Check with the building department for the permit drawing requirements. A permit set usually requires plans, elevations, sections and structural details. Many municipalities require an architect, so you may not be able to draw the permit plans without a licensed professional.
Determine what rooms you would like to have in your house. When you are listing the rooms to include, don't forget necessary closets and storage.
Calculate the required square footage for each of the rooms. For example, a small bedroom may only need 100 square feet, but a master bedroom may require more than 200 square feet.
Determine the style and materials you would like for your house. You may prefer a Victorian house, which requires wood clapboard and extensive detailing. However, you may prefer a colonial style, which is composed of brick. There are many styles to choose from, so research the options before you begin your design.

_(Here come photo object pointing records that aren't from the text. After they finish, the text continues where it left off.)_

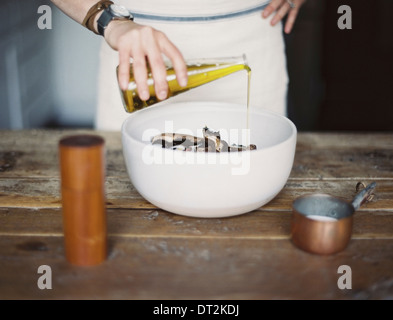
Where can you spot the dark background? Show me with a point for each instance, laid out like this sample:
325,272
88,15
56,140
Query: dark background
342,79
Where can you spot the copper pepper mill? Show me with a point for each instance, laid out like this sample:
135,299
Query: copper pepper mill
82,166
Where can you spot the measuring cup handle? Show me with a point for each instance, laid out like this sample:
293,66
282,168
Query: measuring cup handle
363,195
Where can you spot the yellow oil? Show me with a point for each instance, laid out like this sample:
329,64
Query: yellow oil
197,75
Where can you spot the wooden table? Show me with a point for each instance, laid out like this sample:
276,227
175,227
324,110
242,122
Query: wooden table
154,254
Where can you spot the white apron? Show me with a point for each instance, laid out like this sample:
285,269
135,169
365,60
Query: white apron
206,29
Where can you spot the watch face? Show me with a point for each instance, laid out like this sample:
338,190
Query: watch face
119,11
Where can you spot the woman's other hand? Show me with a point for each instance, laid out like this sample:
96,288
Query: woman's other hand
144,45
281,9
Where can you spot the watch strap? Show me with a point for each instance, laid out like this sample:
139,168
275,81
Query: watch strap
88,21
103,21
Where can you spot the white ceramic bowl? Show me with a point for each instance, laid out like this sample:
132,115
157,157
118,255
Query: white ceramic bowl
209,184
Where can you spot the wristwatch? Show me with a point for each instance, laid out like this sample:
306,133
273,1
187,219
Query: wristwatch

Determine the scale you will draw the plans. The permit department usually has suggested scales. Often, house plans are drawn at 1/8 inch or 1/4 inch equals 1 foot. This means 1 foot of distance is equal to 1/8 inch or 1/4 inch on paper. These standard scales can be drawn using a ruler, but you may want to purchase an architectural scale available at office and art supply stores.

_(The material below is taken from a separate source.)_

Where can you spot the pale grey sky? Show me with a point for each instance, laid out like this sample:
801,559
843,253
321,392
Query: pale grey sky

Draw the plans of the house. Remember to size the windows and doors correctly. Use your existing residence for examples of door and window sizes. Doors and windows come in standard sizes, so you can copy the dimensions in your space. Include dimensions on the drawings for the building department and the contractor.

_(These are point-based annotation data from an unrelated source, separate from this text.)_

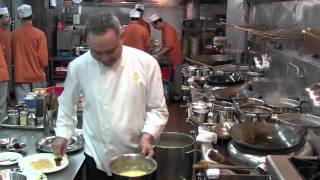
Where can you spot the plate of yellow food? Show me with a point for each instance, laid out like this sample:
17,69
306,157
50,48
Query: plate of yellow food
44,162
9,158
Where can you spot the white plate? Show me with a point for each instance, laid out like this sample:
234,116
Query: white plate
30,174
10,158
26,162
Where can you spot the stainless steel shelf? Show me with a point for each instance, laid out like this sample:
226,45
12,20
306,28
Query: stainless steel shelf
267,1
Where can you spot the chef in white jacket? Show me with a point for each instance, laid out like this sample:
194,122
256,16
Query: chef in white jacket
124,108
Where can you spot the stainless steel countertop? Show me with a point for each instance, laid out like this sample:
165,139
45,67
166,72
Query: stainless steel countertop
29,137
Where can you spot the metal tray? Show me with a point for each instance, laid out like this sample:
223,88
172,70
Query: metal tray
76,143
5,123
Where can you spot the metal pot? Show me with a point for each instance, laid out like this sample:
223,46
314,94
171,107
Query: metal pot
224,111
266,136
253,113
282,105
314,138
133,167
174,154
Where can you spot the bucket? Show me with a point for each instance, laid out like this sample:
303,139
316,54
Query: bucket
174,155
133,167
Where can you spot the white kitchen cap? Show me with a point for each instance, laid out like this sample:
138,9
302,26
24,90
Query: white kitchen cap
154,17
4,10
139,6
134,13
24,10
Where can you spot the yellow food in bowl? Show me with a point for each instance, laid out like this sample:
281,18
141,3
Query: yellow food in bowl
42,164
133,173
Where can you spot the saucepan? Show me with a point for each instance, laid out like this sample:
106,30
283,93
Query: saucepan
266,136
133,167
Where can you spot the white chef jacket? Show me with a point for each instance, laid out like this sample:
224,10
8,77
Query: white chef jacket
119,104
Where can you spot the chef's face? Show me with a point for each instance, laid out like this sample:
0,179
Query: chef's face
105,48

Draw the elevations from the plans. The elevations are the faces or facades of the house. You can pull the widths for the elevations from your plans. These elevations are usually on a separate sheet from the plans, and they require a standard scale, such as 1/8 inch or 1/4 inch equals a foot.
Draw any required sections or details. Sections are drawings that reveal how your house is constructed, and they look as if you cut your house in two in order to show the structure of the house. Details show how your home's elements are assembled or finished. Both sections and details require standard scales from 1/4 inch to 6 inches equals a foot. The larger scale allows more detail to be included in the drawings.
Things You Will Need
- Architectural design software
- Pen or pencil
- If you do not have experience with drafting or knowledge about house construction, look for classes at local community colleges or technical schools.